Cameroun – Crise en zone CEMAC: Les entreprises étrangères ne pourront plus rapatrier 100% de leurs bénéfices

Au terme du sommet extraordinaire de la CEMAC le 23 décembre 2016 à Yaoundé, les Chefs d’État ont décidé entre autres, d’interdire le rapatriement de la totalité des bénéfices réalisés dans la sous-région par les entreprises étrangères qui y opèrent.

Au cours d’une réunion avec les responsables et membres de son parti, le 26 décembre 2016 à Ndjamena, Idriss Deby Itno, le Président du Tchad a révélé que les entreprises étrangères ne pourront plus rapatrier 100% de leurs bénéfices. C’était après sa participation au sommet extraordinaire de la Communauté Economique et Monétaire d’Afrique Centrale (CEMAC), le 23 décembre 2016 à Yaoundé au Cameroun.

«Nous voulons que ces bénéfices soient réinvestis sur place, pour créer plus de richesses et d’emplois. Ce sera dur c’est vrai, ça va chasser les investisseurs, nous le savons. Mais c’est mieux que de dévaluer le FCFA qui ne peut qu’empirer les choses», a déclaré le Président tchadien.

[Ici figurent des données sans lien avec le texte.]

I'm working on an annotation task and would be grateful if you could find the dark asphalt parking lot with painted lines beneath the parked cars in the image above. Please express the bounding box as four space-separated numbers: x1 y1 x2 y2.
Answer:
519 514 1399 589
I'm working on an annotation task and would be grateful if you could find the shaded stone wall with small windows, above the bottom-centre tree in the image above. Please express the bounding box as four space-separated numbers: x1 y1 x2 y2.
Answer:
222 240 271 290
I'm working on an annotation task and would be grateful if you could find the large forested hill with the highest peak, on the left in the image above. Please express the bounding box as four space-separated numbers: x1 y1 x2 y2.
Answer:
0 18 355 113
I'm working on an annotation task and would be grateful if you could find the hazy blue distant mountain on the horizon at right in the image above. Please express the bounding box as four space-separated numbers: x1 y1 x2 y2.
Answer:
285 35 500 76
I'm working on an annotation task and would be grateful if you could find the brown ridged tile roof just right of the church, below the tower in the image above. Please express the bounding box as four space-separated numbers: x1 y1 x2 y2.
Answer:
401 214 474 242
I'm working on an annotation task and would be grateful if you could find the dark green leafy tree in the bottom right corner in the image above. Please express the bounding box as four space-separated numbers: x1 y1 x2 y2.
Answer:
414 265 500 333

Selon Le Quotidien de l’Économie du 4 janvier 2016, dans tous les pays de la zone CEMAC, les Gouvernements ont, ces dernières années, pris des mesures visant à attirer les investissements directs étrangers. «C’est le cas du Cameroun qui, comme le Tchad et les autres pays de la CEMAC, a accordé aux investisseurs étrangers la possibilité de jouir du fruit de leur investissement via des rapatriements des fonds ou le transfert des capitaux», note le journal.

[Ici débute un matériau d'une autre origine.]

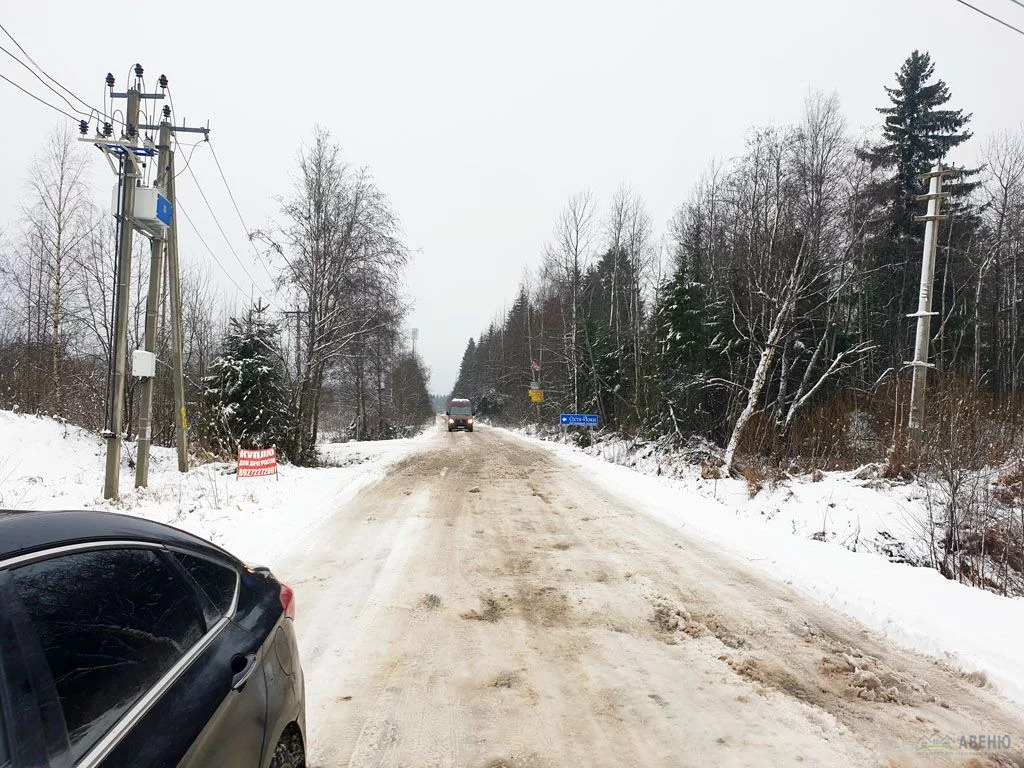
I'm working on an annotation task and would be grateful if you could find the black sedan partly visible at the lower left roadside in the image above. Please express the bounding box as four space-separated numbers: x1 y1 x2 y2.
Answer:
0 511 305 768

Dans le cadre de la loi n°2002-004 du 19 avril 2002 portant charte des investissements au Cameroun, on constate par exemple que l’État camerounais garantit (article 10), «à toute personne physique ou morale régulièrement établie ou désireuse de le faire au Cameroun, la liberté de rapatriement des capitaux étrangers investis et des bénéfices réalisés par l’exploitation, ainsi que le rapatriement des économies sur salaire réalisé par le personnel expatrié». Tout comme, «est également assurée, la liberté des transferts des capitaux dans le cadre des règles de l’Union Monétaire de l’Afrique Centrale (UMAC)», apprend-on de ladite loi.